High Strength and Hydrophilic Chitosan Microspheres for the Selective Enrichment of N-Glycopeptides.

Abstract

Protein glycosylation is an important post-translational modification that plays a crucial role in many biological processes. Because of the low abundance of glycoproteins and high complexity of clinical samples, the development of methods to selectively capture glycoproteins/glycopeptides is crucial to glycoproteomics study. In this work, a kind of highly cross-linked chitosan microspheres (CSMs) was prepared using epichlorhydrine as a cross-linker from chitosan solution in an alkaline/urea aqueous system. The results showed that CSMs had high amino groups content, large surface area, mesoporous structure, good acidic resistance, and high strength by various tests. On the basis of hydrophilic interaction between the polar groups (amino groups and hydroxyl groups) on CSMs and glycan moieties on glycopeptides, the prepared CSMs were applied to specific capture of N-glycopeptides from standard protein digests and complex biological samples (body fluids and tissues). The CSMs exhibited high selectivity (HRP/BSA = 1:100), good sensitivity (4.5 × 10-10 M of HRP), good recovery yield (74.9-106.4%), and high binding capacity (100 mg g-1) in glycopeptides enrichment.
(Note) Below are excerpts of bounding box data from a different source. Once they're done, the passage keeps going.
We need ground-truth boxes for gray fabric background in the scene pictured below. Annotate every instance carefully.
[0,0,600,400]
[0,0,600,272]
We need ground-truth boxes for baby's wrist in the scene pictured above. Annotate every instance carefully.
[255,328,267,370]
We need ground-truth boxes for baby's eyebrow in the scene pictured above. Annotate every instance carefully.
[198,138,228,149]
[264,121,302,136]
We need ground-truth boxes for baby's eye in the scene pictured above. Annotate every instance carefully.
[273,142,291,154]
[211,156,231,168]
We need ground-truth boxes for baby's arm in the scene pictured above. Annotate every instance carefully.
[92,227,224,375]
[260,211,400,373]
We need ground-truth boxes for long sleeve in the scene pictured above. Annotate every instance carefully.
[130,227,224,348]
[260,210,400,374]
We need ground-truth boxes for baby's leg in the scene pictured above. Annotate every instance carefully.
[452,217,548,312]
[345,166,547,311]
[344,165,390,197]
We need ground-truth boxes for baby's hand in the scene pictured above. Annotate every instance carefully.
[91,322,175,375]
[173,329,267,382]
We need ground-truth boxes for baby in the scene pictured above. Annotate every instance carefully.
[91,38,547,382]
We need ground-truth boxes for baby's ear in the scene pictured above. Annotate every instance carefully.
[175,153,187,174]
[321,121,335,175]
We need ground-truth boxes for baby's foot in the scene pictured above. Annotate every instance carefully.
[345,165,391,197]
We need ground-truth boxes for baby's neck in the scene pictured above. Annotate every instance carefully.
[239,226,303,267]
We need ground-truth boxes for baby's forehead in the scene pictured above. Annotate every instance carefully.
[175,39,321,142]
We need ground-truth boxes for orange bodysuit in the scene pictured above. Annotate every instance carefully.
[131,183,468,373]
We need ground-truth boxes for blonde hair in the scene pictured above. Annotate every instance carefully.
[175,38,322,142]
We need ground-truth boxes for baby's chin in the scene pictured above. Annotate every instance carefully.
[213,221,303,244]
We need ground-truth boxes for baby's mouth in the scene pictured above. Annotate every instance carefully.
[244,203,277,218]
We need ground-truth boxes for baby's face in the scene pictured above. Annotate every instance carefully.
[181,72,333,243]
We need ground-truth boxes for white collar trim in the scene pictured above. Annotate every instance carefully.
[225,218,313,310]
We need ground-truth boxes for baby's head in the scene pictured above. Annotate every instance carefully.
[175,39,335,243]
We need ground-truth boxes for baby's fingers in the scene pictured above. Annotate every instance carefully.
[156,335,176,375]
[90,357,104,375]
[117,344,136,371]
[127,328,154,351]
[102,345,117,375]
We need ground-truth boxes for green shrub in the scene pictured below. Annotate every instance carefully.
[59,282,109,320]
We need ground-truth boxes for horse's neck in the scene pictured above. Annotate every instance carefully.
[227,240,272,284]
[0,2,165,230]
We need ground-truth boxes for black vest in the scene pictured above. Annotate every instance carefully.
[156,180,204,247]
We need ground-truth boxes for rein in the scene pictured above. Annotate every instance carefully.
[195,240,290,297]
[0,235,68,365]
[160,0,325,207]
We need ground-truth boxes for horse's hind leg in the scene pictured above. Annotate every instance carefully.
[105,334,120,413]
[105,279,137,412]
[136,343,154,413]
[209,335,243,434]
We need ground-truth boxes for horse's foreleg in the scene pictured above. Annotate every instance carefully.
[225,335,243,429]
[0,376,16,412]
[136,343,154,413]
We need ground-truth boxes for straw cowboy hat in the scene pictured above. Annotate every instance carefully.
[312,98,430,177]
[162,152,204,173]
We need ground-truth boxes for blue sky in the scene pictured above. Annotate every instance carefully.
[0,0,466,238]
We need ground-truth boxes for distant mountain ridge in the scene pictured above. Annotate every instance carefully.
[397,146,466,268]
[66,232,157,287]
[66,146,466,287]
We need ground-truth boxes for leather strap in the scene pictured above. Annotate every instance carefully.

Because of the excellent performance in glycopeptides enrichment, CSMs were applied to selectively enrich N-glycopeptides from tryptic digests of human serum and rat brain followed by nanoLC-MS/MS analysis. We identified 194 and 947 unique N-glycosylation sites from 2 μL of human serum and 0.1 mg of rat brain, respectively. Additionally, the extraction time of our method was much shorter than the previously reported methods. Therefore, the fabricated CSMs with desirable properties will find broad application in large-scale and in-depth N-glycoproteome analysis.